By July 1942, Scherger was Director of Defence at Allied Headquarters in Melbourne. He returned to operational
positions in 1943 and commanded various units in New Guinea and Borneo (Kalimantan). He remained in the
RAAF at war’s end and in March 1965 was appointed Air Chief Marshal, the first four star airman in the Australian
forces. He retired from the RAAF in May 1966 and for the next ten years was a director of a number of major
Australian companies. He was, for example, Chairman of the Australian National Airlines Commission (TAA) and
from 1968–1974 Chairman of the Commonwealth Aircraft Corporation.
The author was privileged to show him around on a return visit he made to Darwin not long before his death.
He died in Melbourne on 16 January 1984 having long been hospitalised as the result of a stroke. Although many
other men had their careers foreshortened by the events of the Darwin bombings Scherger was, as Sir John Gorton
noted, ‘A politician in uniform’. He received a number of honours in his lifetime including the Air Force Cross
(AFC), Distinguished Service Order (DSO), Commander of the Order of the British Empire (CBE) and Companion
of the Order of the Bath (CB). He became a Knight of the Order of the British Empire (KBE) on 12 June 1958.
D Gillison, RAAF 1939–42, 1967; D Lockwood, Australia’s Pearl Harbour, 1966; A Powell, The Shadow’s Edge, 1988; RAAF personnel
records; H Rayner, ‘Air Chief Marshal Sir Frederick Scherger’; D Horner, The Commanders, 1984; Who’s Who in Australia, 1983.
L J HAYDON, Vol 3.
SCHMIDT, RUDOLPH (DOLPH) (1895–1962), pastoralist, soldier and mining entrepreneur was born on
18 March 1895, the son of Johann Carl Heinrich Schmidt, a South Australian born pastoralist of Goolburra
Station in western Queensland, and his wife Theodora Acolotha Elizabeth, nee Krumel. Educated at Toowoomba
Grammar School, Schmidt worked at Goolburra before moving to another of his father’s properties, Alroy Downs
in the Barkly region of the Northern Territory. He served in the Australian Light Horse during the First World War.

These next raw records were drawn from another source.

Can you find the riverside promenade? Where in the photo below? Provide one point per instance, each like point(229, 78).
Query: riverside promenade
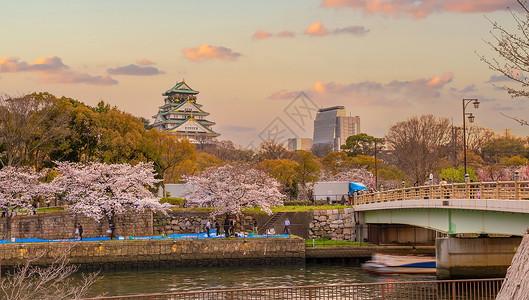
point(139, 254)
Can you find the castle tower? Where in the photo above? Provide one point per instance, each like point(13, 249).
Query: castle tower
point(182, 114)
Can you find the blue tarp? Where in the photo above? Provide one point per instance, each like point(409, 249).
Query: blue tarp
point(53, 241)
point(356, 186)
point(195, 236)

Promoted to Lieutenant, he fought in the Middle East.
Following the war, Schmidt returned to Alroy Downs, where he was Manager until 1935. He became widely
known as a practical and successful cattleman. In 1933, the Pastoral Investigation Committee described Alroy
Downs as ‘a very well managed property not excelled by any other property in the Northern Territory.’ He also
acquired an interest in nearby Rockhampton Downs in 1923, which he retained with other relatives until 1954.
During the early 1930s, he played a significant role in the Tennant Creek gold rush. A company he formed,
Central Gold Mining, operated one of the first batteries on the field and he took up several mining leases there.

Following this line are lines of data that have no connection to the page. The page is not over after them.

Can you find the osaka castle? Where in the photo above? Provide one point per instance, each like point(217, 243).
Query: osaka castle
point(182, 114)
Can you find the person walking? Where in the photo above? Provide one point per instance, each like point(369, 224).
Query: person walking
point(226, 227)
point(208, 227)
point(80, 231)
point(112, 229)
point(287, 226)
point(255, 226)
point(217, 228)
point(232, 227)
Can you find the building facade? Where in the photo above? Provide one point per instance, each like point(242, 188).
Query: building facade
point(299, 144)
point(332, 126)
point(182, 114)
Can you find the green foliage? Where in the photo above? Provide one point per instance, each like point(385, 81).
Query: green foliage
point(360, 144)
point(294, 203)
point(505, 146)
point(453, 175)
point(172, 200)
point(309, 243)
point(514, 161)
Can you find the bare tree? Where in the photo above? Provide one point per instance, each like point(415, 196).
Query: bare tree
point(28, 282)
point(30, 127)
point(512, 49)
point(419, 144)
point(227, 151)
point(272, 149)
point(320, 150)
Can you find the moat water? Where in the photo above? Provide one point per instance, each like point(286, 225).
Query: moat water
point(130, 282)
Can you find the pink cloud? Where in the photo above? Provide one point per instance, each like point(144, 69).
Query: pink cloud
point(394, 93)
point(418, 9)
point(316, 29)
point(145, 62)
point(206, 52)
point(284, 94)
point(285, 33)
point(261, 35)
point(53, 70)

He was also involved in the early search for water, sinking several bores, and donated land that the Australian
Inland Mission used for its Tennant Creek welfare hut.
Schmidt departed from the Northern Territory in 1935 when he was appointed Assistant to the General
Superintendent of the Australian Agricultural Company, being based in New South Wales. He left the company
in 1938 when he acquired Twin Hills, a station in central Queensland, but rejoined it in 1941 as its General
Superintendent. He retained this position, the equivalent of the company’s chief executive, until his death.
Instrumental in the company becoming more involved in north Australia, he was responsible for it acquiring
properties in the north of Western Australia and the Northern Territory’s Victoria River District which had
previously belonged to Connor, Doherty and Durack. It was while on a tour of inspection of these that he died at
Argyle Downs, Western Australia, on 10 July 1962.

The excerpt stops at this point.